Download Protocol

This document describes the complete process of downloading a single file from the Xet protocol using the CAS (Content Addressable Storage) reconstruction API.

Overview

File download in the Xet protocol is a two-stage process:

  1. Reconstruction Query: Query the CAS API to get file reconstruction metadata
  2. Data Fetching: Download and reassemble the file using the reconstruction metadata

Stage 1: Calling the Reconstruction API

Single File Reconstruction

To download a file given a file hash, first call the reconstruction API to get the file reconstruction. Follow the steps in api.md.

Note that you will need at least a read scope auth token, auth reference.

For large files is may be recommended to download the request the reconstruction in batches i.e. the first 10GB, download all the data, then the next 10GB and so on. Use the Range header to specify a range of file data.

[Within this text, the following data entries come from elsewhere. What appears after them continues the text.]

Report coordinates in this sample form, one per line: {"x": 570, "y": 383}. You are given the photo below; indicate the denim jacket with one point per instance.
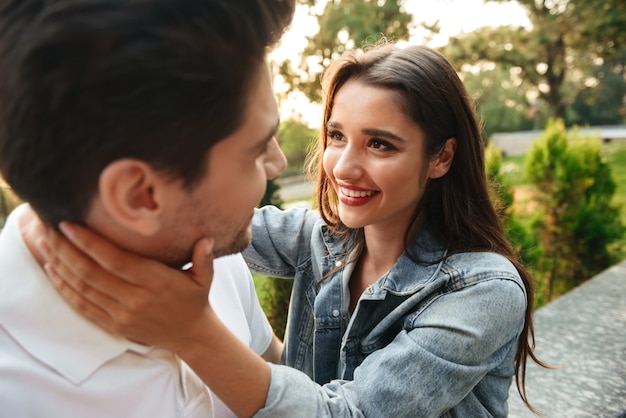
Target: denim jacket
{"x": 425, "y": 340}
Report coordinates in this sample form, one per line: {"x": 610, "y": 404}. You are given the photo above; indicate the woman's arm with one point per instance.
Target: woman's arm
{"x": 422, "y": 371}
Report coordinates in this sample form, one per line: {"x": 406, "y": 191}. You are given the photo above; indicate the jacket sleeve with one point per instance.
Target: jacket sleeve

Stage 2: Understanding the Reconstruction Response

The reconstruction API returns a QueryReconstructionResponse object with three key components:

QueryReconstructionResponse Structure

Scroll

{
  "offset_into_first_range": 0,
  "terms": [
    {
      "hash": "a1b2c3d4e5f6789012345678901234567890abcdef1234567890abcdef123456",
      "unpacked_length": 263873,
      "range": {
        "start": 0,
        "end": 4
      }
    },
    ...
  ],
  "fetch_info": {
    "a1b2c3d4e5f6789012345678901234567890abcdef1234567890abcdef123456": [
      {
        "range": {
          "start": 0,
          "end": 4
        },
        "url": "https://transfer.xethub.hf.co/xorb/default/a1b2c3d4e5f6789012345678901234567890abcdef1234567890abcdef123456",
        "url_range": {
          "start": 0,
          "end": 131071
        }
      },
      ...
    ],
    ...
  }
}

Fields

offset_into_first_range

terms

fetch_info

Stage 3: Downloading and Reconstructing the File

Process Overview

  1. Process each CASReconstructionTerm in order from the terms array
  2. For each CASReconstructionTerm, find matching fetch info using the term's hash

    1. get the list of fetch_info items under the xorb hash from the CASReconstructionTerm. The xorb hash is guaranteed to exist as a key in the fetch_info map.
    2. linearly iterate through the list of CASReconstructionFetchInfo and find one which refers to a chunk range that is equal or encompassing the term's chunk range.
      • Such a fetch_info item is guaranteed to exist. If none exist the server is at fault.
    3. Download the required data using HTTP GET request with the Range header set
    4. Deserialize the downloaded xorb data to extract chunks

    5. This series of chunks contains chunks at indices specified by the CASReconstructionFetchInfo's range field. Trim chunks at the beginning or end to match the chunks specified by the reconstruction term's range field.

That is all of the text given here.